I Math used in Physics versus other sciences

[Ken Ucarp]

I've read about complex mathematical things like Tensors, Hilbert Space, and so on. To my uninformed mind it appears they are used as if they are special and specific to Physics. But then I read another thread in this forum where an example was given applying to biology. And I think I've seen discussions of economics using similar terms. I have to admit I've always thought these things were special and only related to the "big physics" I was never smart enough to grasp. But now it seems like they're really just generic man-made as it were, tools that could apply to all kinds of mundane things.

Somebody restore my feeling that physicists (whom I regard as special and gifted people for the bigness of their subject) considering the universe and space and time and fundamental particles aren't using the same tools as economists studying the buying habits of populations of shoppers at malls.

 

[jedishrfu]

They are mathematical concepts that extend the notion of matrices and are often applied to differential geometry, general relativity and other areas. They became well known when Einstein used them in GR. Now Differential Geometry has found many other uses in a lot of fields.

As an example, one such tensor describes the pythagorean distance in a space of any dimensions:

https://en.wikipedia.org/wiki/Metric_tensor

Other uses are listed at the end of this article on Tensors:

https://en.wikipedia.org/wiki/Tensor

 

[Ken Ucarp]

They are mathematical concepts that extend the notion of matrices and are often applied to differential geometry, general relativity and other areas. They became well known when Einstein used them in GR. Now Differential Geometry has found many other uses in a lot of fields.

As an example, one such tensor describes the pythagorean distance in a space of any dimensions:

https://en.wikipedia.org/wiki/Metric_tensor

Other uses are listed at the end of this article on Tensors:

https://en.wikipedia.org/wiki/Tensor

So I think you are confirming my loss. Although your examples contradict your words.

 

[fresh_42]

I've read about complex mathematical things like Tensors, Hilbert Space, and so on. To my uninformed mind it appears they are used as if they are special and specific to Physics. But then I read another thread in this forum where an example was given applying to biology. And I think I've seen discussions of economics using similar terms. I have to admit I've always thought these things were special and only related to the "big physics" I was never smart enough to grasp. But now it seems like they're really just generic man-made as it were, tools that could apply to all kinds of mundane things.

Of course do these tools apply to a lot of occasions. At its kernel it is often a quantity which varies in time under some external constraints. If this is the flux of a fluid in a pipe, a virus spreading the world, the behavior of shoppers on a black Friday or simply the amount of gas to drive a certain distance doesn't really matter. They are just different set-ups.

Somebody restore my feeling that physicists (whom I regard as special and gifted people for the bigness of their subject) considering the universe and space and time and fundamental particles aren't using the same tools as economists studying the buying habits of populations of shoppers at malls.

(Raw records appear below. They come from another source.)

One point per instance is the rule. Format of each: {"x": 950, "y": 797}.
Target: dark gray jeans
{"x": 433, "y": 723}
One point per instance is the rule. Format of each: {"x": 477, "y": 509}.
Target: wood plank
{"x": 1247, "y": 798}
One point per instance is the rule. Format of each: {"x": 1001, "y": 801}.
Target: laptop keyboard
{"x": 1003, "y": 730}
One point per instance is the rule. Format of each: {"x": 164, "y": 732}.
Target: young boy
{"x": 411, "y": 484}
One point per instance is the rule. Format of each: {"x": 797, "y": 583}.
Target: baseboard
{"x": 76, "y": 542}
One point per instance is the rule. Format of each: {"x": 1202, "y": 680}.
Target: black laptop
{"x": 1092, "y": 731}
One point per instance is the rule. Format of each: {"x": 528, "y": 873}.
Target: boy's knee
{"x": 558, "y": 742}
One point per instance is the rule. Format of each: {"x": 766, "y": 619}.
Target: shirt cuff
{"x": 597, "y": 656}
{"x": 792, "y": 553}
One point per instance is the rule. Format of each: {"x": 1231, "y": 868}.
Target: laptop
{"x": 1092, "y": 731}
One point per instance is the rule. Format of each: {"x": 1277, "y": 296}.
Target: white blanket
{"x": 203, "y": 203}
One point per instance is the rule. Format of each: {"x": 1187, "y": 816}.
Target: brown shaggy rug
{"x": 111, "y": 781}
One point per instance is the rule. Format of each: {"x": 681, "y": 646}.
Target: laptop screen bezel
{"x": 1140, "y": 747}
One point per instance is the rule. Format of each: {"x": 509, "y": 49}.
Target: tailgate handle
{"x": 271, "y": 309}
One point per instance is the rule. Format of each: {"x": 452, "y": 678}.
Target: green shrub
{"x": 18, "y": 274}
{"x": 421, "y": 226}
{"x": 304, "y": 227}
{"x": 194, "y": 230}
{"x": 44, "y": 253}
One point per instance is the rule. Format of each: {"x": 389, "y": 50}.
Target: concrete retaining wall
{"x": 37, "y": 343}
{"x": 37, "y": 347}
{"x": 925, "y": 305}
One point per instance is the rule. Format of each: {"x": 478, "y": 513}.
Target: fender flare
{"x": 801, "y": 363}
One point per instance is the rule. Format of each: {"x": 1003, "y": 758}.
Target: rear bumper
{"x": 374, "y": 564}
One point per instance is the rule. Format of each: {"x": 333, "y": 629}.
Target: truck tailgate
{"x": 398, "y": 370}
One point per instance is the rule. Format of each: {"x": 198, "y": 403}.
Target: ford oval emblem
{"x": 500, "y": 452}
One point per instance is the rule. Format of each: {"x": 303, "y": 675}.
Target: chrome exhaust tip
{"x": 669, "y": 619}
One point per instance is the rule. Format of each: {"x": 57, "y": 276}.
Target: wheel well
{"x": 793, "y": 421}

The relationship between physics and mathematics is for many reasons an especially close one. This means that they influence each other and many mathematical concepts have been especially developed to solve physical problems. On the other hand, there are purely mathematical concepts which were adopted by physics afterwards: graded algebras have been around long before someone used them for string theory. For both directions of influence exist many examples. The result is that mathematicians will look for physical examples, if they try to imagine applications, and physicists will look up mathematical insights first, if they find or assume new concepts. But mathematical structures play as well an important role in genetics or macro economics. It's just that biologists and economists are far less used to look at what mathematics has to say, than physicists are. This has a couple of reasons. However, these facts are not suited to conclude, that there are mathematical tools which are exclusively available for physics.

 

[mfb]

Somebody restore my feeling that physicists (whom I regard as special and gifted people for the bigness of their subject) considering the universe and space and time and fundamental particles aren't using the same tools as economists studying the buying habits of populations of shoppers at malls.

The tools are often related, the mindset is even more similar, and it is common that particle physicists study things like buying habits of people, traffic flow or similar things after a MSc/PhD.

 

[jedishrfu]

Reminds me of Waxahachie!

 

[Ken Ucarp]

Thanks all for the great responses. My mellow is fully marshed. I for one think you should change the names of these things so as not to confuse unsuspecting young physicist wannabees. Tensor sounds too much like Tension Object. In general the ending -or sounds like a real thing. How about Multifunc? Hilbert Space. Sounds too physical. How about Hilbert Megamatrix. Think about it! :) (I'm kidding of course, please don't flame me).

 

[fresh_42]

Tensor sounds too much like Tension Object.

How appropriate!

But my guess is, that it had more to do with stretching linearity to multilinearity. Btw. David Hilbert was a mathematician and no physicist and Hilbert spaces and tensor spaces have a priori nothing to do with each other. I still try to find out the physicists' usage of the term tensor. To me it is as if they always use it, as soon as any product and often even direct sums come into play. It makes me wonder, that they don't use it for the multiplication of ordinary numbers.